A Coding Implementation for Creating, Annotating, and Visualizing Complicated Organic Data Graphs Utilizing PyBEL

June 25, 2025

89

On this tutorial, we discover how one can leverage the PyBEL ecosystem to assemble and analyze wealthy organic data graphs instantly inside Google Colab. We start by putting in all mandatory packages, together with PyBEL, NetworkX, Matplotlib, Seaborn, and Pandas. We then show how one can outline proteins, processes, and modifications utilizing the PyBEL DSL. From there, we information you thru the creation of an Alzheimer’s disease-related pathway, showcasing how one can encode causal relationships, protein–protein interactions, and phosphorylation occasions. Alongside graph building, we introduce superior community analyses, together with centrality measures, node classification, and subgraph extraction, in addition to methods for extracting quotation and proof knowledge. By the top of this part, you’ll have a completely annotated BEL graph prepared for downstream visualization and enrichment analyses, laying a stable basis for interactive organic data exploration.
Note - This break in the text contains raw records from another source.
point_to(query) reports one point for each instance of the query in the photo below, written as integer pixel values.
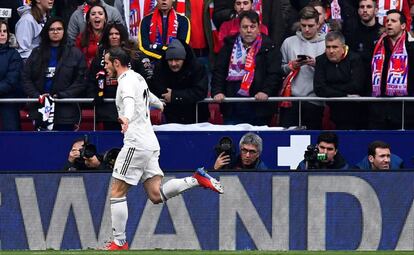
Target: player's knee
(155, 197)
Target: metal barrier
(239, 100)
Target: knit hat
(175, 50)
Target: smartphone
(302, 57)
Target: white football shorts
(133, 166)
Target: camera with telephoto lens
(225, 145)
(313, 158)
(88, 150)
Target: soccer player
(138, 158)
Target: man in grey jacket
(298, 63)
(77, 22)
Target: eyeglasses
(245, 151)
(244, 3)
(56, 30)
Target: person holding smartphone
(298, 62)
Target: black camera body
(225, 145)
(313, 158)
(88, 150)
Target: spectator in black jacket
(248, 65)
(55, 70)
(363, 37)
(181, 81)
(78, 159)
(10, 69)
(339, 73)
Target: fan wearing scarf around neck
(159, 28)
(339, 72)
(248, 65)
(393, 74)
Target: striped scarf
(243, 64)
(156, 32)
(135, 16)
(47, 112)
(397, 68)
(257, 6)
(386, 5)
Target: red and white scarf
(243, 64)
(135, 16)
(180, 7)
(397, 68)
(156, 32)
(335, 10)
(257, 6)
(286, 90)
(386, 5)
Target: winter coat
(68, 82)
(302, 85)
(189, 85)
(10, 71)
(267, 76)
(275, 16)
(27, 31)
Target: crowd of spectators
(190, 50)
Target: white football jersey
(140, 133)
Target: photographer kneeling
(250, 147)
(83, 156)
(325, 155)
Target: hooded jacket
(189, 85)
(27, 31)
(302, 85)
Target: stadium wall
(259, 210)
(185, 150)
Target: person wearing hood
(298, 63)
(30, 24)
(181, 81)
(77, 22)
(10, 69)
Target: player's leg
(128, 170)
(158, 193)
(119, 210)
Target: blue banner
(260, 210)
(185, 150)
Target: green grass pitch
(177, 252)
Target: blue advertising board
(259, 210)
(186, 150)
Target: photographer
(325, 155)
(84, 157)
(250, 147)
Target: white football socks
(175, 187)
(119, 216)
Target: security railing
(403, 100)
!pip set up pybel pybel-tools networkx matplotlib seaborn pandas -q


import pybel
import pybel.dsl as dsl
from pybel import BELGraph
from pybel.io import to_pickle, from_pickle
import networkx as nx
import matplotlib.pyplot as plt
import pandas as pd
import seaborn as sns
from collections import Counter
import warnings
warnings.filterwarnings('ignore')


print("PyBEL Superior Tutorial: Organic Expression Language Ecosystem")
print("=" * 65)

We start by putting in PyBEL and its dependencies instantly in Colab, guaranteeing that each one mandatory libraries, NetworkX, Matplotlib, Seaborn, and Pandas, can be found for our evaluation. As soon as put in, we import the core modules and suppress warnings to maintain our pocket book clear and centered on the outcomes.

print("n1. Constructing a Organic Data Graph")
print("-" * 40)


graph = BELGraph(
   title="Alzheimer's Illness Pathway",
   model="1.0.0",
   description="Instance pathway displaying protein interactions in AD",
   authors="PyBEL Tutorial"
)


app = dsl.Protein(title="APP", namespace="HGNC")
abeta = dsl.Protein(title="Abeta", namespace="CHEBI")
tau = dsl.Protein(title="MAPT", namespace="HGNC")
gsk3b = dsl.Protein(title="GSK3B", namespace="HGNC")
irritation = dsl.BiologicalProcess(title="inflammatory response", namespace="GO")
apoptosis = dsl.BiologicalProcess(title="apoptotic course of", namespace="GO")




graph.add_increases(app, abeta, quotation="PMID:12345678", proof="APP cleavage produces Abeta")
graph.add_increases(abeta, irritation, quotation="PMID:87654321", proof="Abeta triggers neuroinflammation")


tau_phosphorylated = dsl.Protein(title="MAPT", namespace="HGNC",
                               variants=[dsl.ProteinModification("Ph")])
graph.add_increases(gsk3b, tau_phosphorylated, quotation="PMID:11111111", proof="GSK3B phosphorylates tau")
graph.add_increases(tau_phosphorylated, apoptosis, quotation="PMID:22222222", proof="Hyperphosphorylated tau causes cell dying")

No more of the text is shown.